So most of you know that I drive a MINI and in fact, I'm now on my second one, having compiled 190,000 miles on my cute little yellow '03, I now have a new, Laguna Green '12.  I love my car because of the way it drives and also the playful attitude of the whole company.  It's the "we do things and think differently" from the rest of the world.

When I picked up my new baby in March, my sales person, Brad Paris, told me to get the first oil change at 9,000 miles.  The dealership is a little over two hours away so I have to plan for something like this.  The middle of the September I am going to be in that area because we are going to our granddaughter, Kaitlyn's, 13th birthday party on Sept 15th, a Saturday and luckily the dealership has service hours on Saturdays.  This past Saturday I called to schedule that maintenance and also requested that they look at my dash to get ALL the dash lights to light. (I'm just weird that way!)

Within seconds I felt like I was talking to a "regular" car dealership.  The service adviser told me that I didn't need an oil change till 15K or one year, whichever came first and that my car would let me know with a message on the dash when that was so.  When I questioned him about my advice from Brad, the sales person, the service adviser again said that it didn't need to be changed. 

End of conversation about that.  

OK, so I asked about scheduling time for them to look at the dash lighting problem.  I was advised that they did NOT do diagnostic work of Saturdays that I would have to schedule time during the week.  I told him him that that solution would not work for me.  He said, "Well, we can't do diagnostic work because we might not get done and then you would be stranded without a car."  I asked, "But doesn't MINI provide loaner cars?"  You guessed it, "only on weekdays."

The light at the end of the tunnel is that I emailed Brad, the sales person, of my dismay.  To his credit, on a holiday weekend he immediately emailed me back asking me to call him on Tuesday while in my car, as he thinks he knows what the dash issue is and how to solve it.

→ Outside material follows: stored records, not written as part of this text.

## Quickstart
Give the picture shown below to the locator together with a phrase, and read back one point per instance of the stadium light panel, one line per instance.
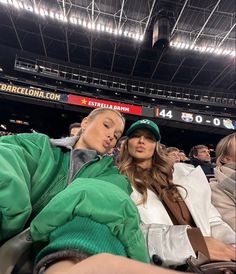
(203, 49)
(44, 12)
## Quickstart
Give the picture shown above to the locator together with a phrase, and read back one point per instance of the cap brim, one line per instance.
(146, 126)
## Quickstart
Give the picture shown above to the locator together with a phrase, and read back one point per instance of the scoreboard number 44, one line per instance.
(166, 113)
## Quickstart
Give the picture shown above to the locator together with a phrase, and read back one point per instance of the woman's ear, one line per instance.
(225, 160)
(84, 124)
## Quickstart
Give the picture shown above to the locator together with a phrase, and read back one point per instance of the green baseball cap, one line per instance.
(147, 124)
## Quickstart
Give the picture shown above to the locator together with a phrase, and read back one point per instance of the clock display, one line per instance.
(195, 118)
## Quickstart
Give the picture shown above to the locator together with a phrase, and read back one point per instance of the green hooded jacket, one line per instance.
(33, 171)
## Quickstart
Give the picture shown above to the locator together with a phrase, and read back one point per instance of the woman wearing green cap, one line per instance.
(177, 216)
(68, 190)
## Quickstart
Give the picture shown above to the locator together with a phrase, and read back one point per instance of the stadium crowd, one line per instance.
(99, 199)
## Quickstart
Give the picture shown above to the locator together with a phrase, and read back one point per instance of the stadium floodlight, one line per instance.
(74, 20)
(203, 49)
(4, 2)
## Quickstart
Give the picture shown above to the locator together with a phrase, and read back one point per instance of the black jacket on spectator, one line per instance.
(207, 167)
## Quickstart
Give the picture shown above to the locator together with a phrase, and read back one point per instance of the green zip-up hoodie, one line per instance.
(33, 172)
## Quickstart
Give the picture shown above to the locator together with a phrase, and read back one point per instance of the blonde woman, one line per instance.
(76, 202)
(177, 216)
(224, 185)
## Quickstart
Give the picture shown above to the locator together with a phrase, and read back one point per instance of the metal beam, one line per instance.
(178, 69)
(209, 17)
(41, 35)
(14, 27)
(121, 12)
(67, 45)
(226, 35)
(177, 21)
(149, 17)
(92, 11)
(91, 51)
(158, 62)
(88, 8)
(219, 75)
(234, 82)
(135, 61)
(203, 66)
(113, 57)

What's this got to do with networking?  Well, networking is all about relationships and how they are maintained.  We usually think about this between two people, but it certainly can happen between a person and a company. 

Brad, the sales person, has at least made an attempt to keep my relationship intact with MINI. 

The service adviser?  I hope that he has come back from the holiday weekend with a refreshed attitude!

Monday, August 27, 2012

A Few Rambling Thoughts

OK, so I had coffee with Becky Robinson, owner of weaving influence, this morning.  We had met at the HEELS Boot camp at the beginning of the month when I heard her speak.  I was so impressed with her topic and her presentation style, that I just had to schedule time to get to know her better.  Like her curly red hair, Becky spirals energy and also asks great questions.

Becky is an expert in the social media setting, so I knew that I was in trouble since I hadn't blogged since the end of July.  Ya' know, life gets in the way!  I'm letting a few weeds get ahead of me tonight so that I can put a some words down for the masses to read!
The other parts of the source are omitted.